Er griff gerade nach seinem Handy, um Sarah anzurufen, als der Koordinator aller Mordkommissionen bei ihnen auftauchte, um sie zum U-Bahnhof Bayerischer Platz zu schicken.

»Da ist ein Mann vor den Zug gefallen, gesprungen oder gestoßen worden. Jedenfalls: Exitus.«

»Oben oder unten?«, fragte Schneeganß.

»Wie?«

»Unten haben wir den Bahnsteig der U7, oben den der U4«, erklärte ihm Schneeganß.

»Keine Ahnung.«

»Keiner hat wieder mal von was ’ne Ahnung«, brummte Grätz.

»Wir sind eben die Generation Doof«, sagte Schneeganß. ›Generation Doof‹ von Stefan Bonner und Anne Weiss, war ein herrliches Sachbuch, und er las es jeden Abend mit großem Vergnügen.

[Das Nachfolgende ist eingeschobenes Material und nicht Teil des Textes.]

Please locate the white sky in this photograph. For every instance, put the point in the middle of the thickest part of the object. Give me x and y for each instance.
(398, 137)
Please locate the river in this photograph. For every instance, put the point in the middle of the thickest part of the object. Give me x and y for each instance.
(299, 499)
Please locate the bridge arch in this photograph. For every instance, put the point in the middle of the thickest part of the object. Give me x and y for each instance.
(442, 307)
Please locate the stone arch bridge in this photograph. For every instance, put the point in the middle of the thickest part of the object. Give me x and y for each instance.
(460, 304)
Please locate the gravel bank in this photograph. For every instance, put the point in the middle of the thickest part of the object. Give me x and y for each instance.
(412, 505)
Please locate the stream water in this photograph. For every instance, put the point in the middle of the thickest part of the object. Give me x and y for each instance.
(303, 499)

Nach kurzer Beratung mit dem Koordinator machten sie sich auf den Weg. Schneeganß wäre die etwa zwei Kilometer gern im Walkingtempo gelaufen, aber Grätz bestand darauf, dass sie mit dem Auto fuhren.

»Meinst du, mein Dienstherr bezahlt mir die

Hacken, die ich mir dabei ablaufe?«

Kurz nachdem sie im Wagen gesessen und losgefahren waren, dudelte das Handy und sie erfuhren, dass der Tote auf dem U-Bahnhof Bayerischer Platz ein Politiker sein sollte.

»Bernhard Jöllenbeck«, sagte Schneeganß, das Gerät wieder zuklappend.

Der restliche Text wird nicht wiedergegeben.